Page tree

Overview

The Simple Query Language lets untrained users pose simple queries at search portals. It is similar to the familiar Google and Yahoo query languages.

Users who are more familiar with simple query syntax can query specific fields using more elaborate Boolean conditions. The simple query language also matches ranges of numbers and dates. 

All terms in the query are ANDed together by default. There is no need to specify AND conditions in the query.

Therefore, a Simple Query Language query containing the term "AND" returns documents that contain the word "and".

View incoming links.

 

 

Default Behavior

The Simple Query Language is intended for untrained seekers making unsophisticated queries. It is a human-friendly query language.

When you submit a keyword query, Attivio treats each word as a "term". It then launches a series of queries against various fields in the index.

For instance, suppose we enter "hello world" in a search field and click the Search button.

Attivio interprets this request as two keywords that should both be found in the same document:

Resulting internal query
AND(hello, world)


Because this query did not specify a field to search, Attivio searches the content field of each document, first for "hello" and then for "world". Both words must be present for a match. (The content field concatenates the document's title , author and text values, plus the values of all *_s and *_text dynamic fields, into a single field value. It is the default-search-field of the Attivio Schema.)

Then Attivio automatically evaluates the matching documents for relevancy. It checks the title fields for "hello" and for "world", then for the phrase "hello world" anywhere in the title, and finally it looks for titles that exactly match the phrase "hello world". Each of these cases gets a boost in its score. An exact-match to the whole title gets a very large boost, sufficient to propel that document to the top of the result list.

Viewing Queries

If you use Attivio's Debug Search page, you can type in key words, launch the search, and then view the resulting query and boost behavior in the  <query>  and  <boostQueries>  elements of the returned Legacy-XML.

Default OR

Note that while the default interpretation is to use AND of the terms, this can be switched to be OR. This can be done either via an additional CGI parameter to REST search requests or via a configuration property. Using the CGI parameter will override setting selected via a configuration property. The valid configurations are defaultAnd (default) and defaultOr.

Via an additional CGI parameter:

CGI parameter
q.SimpleQueryParser.defaultBooleanMode=defaultOr

Via property:

Property
rest.search.api.q.parameters=SimpleQueryParser.defaultBooleanMode=defaultOr


Simple Query Examples

The fastest way to appreciate the features of the Simple Query Language is to view a short list of example queries.

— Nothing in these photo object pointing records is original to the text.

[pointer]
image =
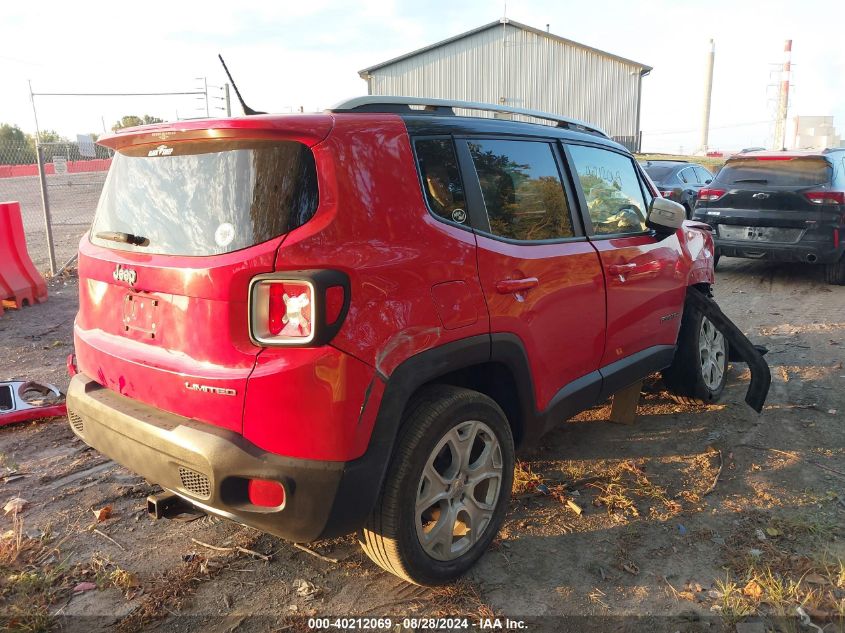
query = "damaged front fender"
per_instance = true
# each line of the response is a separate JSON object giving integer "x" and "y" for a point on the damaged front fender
{"x": 761, "y": 377}
{"x": 27, "y": 400}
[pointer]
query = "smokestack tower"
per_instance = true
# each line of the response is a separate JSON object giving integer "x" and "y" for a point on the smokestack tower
{"x": 783, "y": 98}
{"x": 708, "y": 91}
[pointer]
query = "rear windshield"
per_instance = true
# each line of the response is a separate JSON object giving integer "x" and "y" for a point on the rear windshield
{"x": 206, "y": 197}
{"x": 794, "y": 172}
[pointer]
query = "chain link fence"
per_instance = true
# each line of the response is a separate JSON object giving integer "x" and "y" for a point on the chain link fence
{"x": 74, "y": 174}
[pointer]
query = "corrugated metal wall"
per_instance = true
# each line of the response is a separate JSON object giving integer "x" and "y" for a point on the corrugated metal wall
{"x": 528, "y": 70}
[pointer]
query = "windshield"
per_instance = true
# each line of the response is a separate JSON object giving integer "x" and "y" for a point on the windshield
{"x": 793, "y": 172}
{"x": 205, "y": 197}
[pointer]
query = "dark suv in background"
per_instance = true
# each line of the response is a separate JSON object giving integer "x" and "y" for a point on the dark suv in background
{"x": 678, "y": 180}
{"x": 781, "y": 205}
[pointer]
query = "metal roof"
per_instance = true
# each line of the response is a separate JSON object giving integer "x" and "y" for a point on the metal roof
{"x": 786, "y": 154}
{"x": 643, "y": 68}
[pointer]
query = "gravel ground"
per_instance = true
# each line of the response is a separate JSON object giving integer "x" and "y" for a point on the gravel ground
{"x": 692, "y": 507}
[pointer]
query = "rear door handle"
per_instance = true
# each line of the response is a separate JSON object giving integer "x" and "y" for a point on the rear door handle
{"x": 621, "y": 269}
{"x": 509, "y": 286}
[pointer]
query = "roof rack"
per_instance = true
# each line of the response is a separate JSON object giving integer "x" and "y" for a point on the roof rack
{"x": 383, "y": 103}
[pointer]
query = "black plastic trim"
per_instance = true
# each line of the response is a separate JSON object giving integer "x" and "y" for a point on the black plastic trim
{"x": 362, "y": 478}
{"x": 632, "y": 368}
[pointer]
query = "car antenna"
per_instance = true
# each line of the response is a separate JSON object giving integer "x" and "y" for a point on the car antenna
{"x": 247, "y": 110}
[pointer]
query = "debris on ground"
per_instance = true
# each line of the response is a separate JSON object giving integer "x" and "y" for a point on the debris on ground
{"x": 306, "y": 590}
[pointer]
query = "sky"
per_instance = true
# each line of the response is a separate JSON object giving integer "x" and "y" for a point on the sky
{"x": 286, "y": 55}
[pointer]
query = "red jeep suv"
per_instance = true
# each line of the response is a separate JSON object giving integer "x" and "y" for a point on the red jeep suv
{"x": 347, "y": 321}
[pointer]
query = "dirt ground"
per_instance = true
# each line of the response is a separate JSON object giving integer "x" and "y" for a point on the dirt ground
{"x": 693, "y": 518}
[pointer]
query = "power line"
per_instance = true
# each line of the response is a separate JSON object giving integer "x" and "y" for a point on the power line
{"x": 114, "y": 94}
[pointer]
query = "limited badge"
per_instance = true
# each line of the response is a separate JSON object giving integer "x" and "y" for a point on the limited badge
{"x": 224, "y": 234}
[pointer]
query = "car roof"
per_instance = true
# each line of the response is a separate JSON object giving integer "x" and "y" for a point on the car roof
{"x": 438, "y": 124}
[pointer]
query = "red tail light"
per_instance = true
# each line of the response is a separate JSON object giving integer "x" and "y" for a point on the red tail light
{"x": 826, "y": 197}
{"x": 710, "y": 194}
{"x": 266, "y": 493}
{"x": 296, "y": 309}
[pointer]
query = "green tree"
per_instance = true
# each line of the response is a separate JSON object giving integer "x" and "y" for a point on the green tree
{"x": 131, "y": 120}
{"x": 16, "y": 146}
{"x": 11, "y": 134}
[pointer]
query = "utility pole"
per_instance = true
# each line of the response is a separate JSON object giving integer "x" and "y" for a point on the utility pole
{"x": 783, "y": 98}
{"x": 708, "y": 92}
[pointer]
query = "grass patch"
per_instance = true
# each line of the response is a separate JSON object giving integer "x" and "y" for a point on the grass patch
{"x": 31, "y": 580}
{"x": 775, "y": 576}
{"x": 524, "y": 479}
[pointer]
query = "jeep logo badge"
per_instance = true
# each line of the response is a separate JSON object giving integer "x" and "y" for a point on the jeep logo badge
{"x": 125, "y": 274}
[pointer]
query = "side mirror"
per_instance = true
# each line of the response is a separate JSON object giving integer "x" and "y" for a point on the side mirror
{"x": 665, "y": 216}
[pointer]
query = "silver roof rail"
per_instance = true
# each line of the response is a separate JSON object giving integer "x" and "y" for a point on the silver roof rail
{"x": 384, "y": 103}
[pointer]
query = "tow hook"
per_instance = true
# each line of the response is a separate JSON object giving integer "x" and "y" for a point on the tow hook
{"x": 166, "y": 505}
{"x": 741, "y": 348}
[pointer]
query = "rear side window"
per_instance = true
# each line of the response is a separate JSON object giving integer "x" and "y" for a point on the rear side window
{"x": 522, "y": 190}
{"x": 658, "y": 173}
{"x": 793, "y": 172}
{"x": 688, "y": 176}
{"x": 704, "y": 176}
{"x": 441, "y": 179}
{"x": 206, "y": 198}
{"x": 612, "y": 189}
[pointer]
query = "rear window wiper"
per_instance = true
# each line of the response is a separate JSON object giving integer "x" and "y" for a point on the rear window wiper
{"x": 126, "y": 238}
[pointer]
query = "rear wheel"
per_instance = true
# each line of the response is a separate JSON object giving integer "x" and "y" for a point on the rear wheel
{"x": 835, "y": 273}
{"x": 447, "y": 488}
{"x": 699, "y": 370}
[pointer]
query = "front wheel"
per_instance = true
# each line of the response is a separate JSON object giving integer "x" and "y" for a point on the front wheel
{"x": 699, "y": 370}
{"x": 446, "y": 490}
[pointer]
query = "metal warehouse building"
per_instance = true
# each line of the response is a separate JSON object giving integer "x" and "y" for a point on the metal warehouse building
{"x": 512, "y": 64}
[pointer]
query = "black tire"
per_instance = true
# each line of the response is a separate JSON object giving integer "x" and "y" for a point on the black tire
{"x": 390, "y": 535}
{"x": 835, "y": 273}
{"x": 685, "y": 378}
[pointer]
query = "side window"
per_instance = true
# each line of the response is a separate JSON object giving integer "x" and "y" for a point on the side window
{"x": 612, "y": 189}
{"x": 522, "y": 190}
{"x": 687, "y": 175}
{"x": 441, "y": 179}
{"x": 703, "y": 175}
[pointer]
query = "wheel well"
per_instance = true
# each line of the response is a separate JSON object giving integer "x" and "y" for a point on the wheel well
{"x": 496, "y": 381}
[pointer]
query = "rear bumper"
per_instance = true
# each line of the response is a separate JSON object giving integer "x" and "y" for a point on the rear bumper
{"x": 806, "y": 252}
{"x": 210, "y": 466}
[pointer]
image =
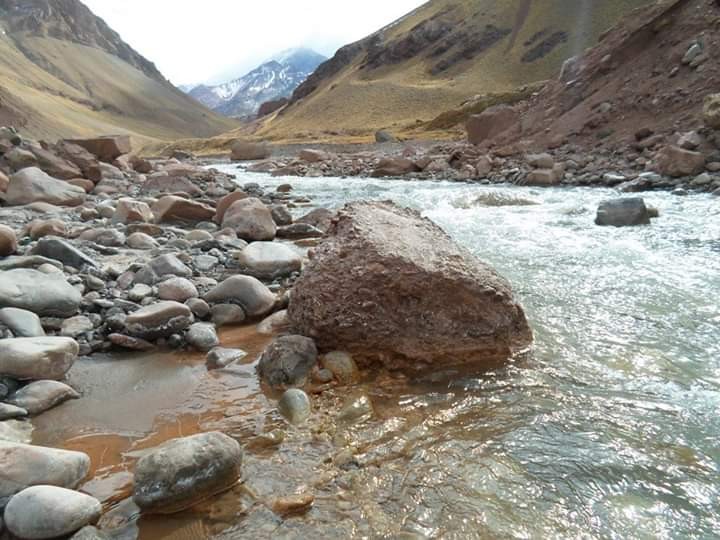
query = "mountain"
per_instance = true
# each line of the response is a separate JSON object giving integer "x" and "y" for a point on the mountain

Each of these links down the page to a section that describes the syntax in more detail.

Example Query

Description

hello

Match documents where the content field contains the term "hello".

-hello

Match documents where the content field does not contain the term "hello".

"hello world"

Match documents where the content field contains the phrase "hello world".

hello OR world

Match all documents that contain either "hello" or "world", or both.

hello^200 OR world

Match all documents where the content field contains either "hello" or "world", and double the score of documents that contain "hello".

title:hello

Match documents that contain the term "hello" in the "title" field

title:"hello world"

Match documents that contain the phrase "hello world" in the "title" field

h?llo

Match documents that satisfy the wildcard expression "h?llo" Matching terms will include "hello", "hillo", "hallo", etc.

cat*

Match documents that satisfy the wildcard expression "cat*". Matching terms will include "cat", "cats", "catapult", etc.

cat~66

Match documents that have terms that are 66% similar to the term "cat". Sixty-six percent similarity to a three-letter word means that one-letter substitutions are permissible. Matching terms may include "hat", "cats", and "bat".

1899

Match documents where the content field contains the string "1899". To search a numeric field, you have to name it. See next entry.

size:1899

Perform a numeric match on the size field. The size field is not included in the "default" search, but it can be queried by name.

.id:NA

Match the one document whose document-ID is "NA". Note the period before "id", denoting an internal Attivio field.

.id:"NAM\-2"

If the ID contains special characters, put it inside double-quotes and escape the characters.

size:>55

Match documents with values greater than 55 (exclusive)

size:[55 TO *]

Match documents with values greater than 55 (inclusive)

size:{55 TO *]

Match documents with values greater than 55 (exclusive)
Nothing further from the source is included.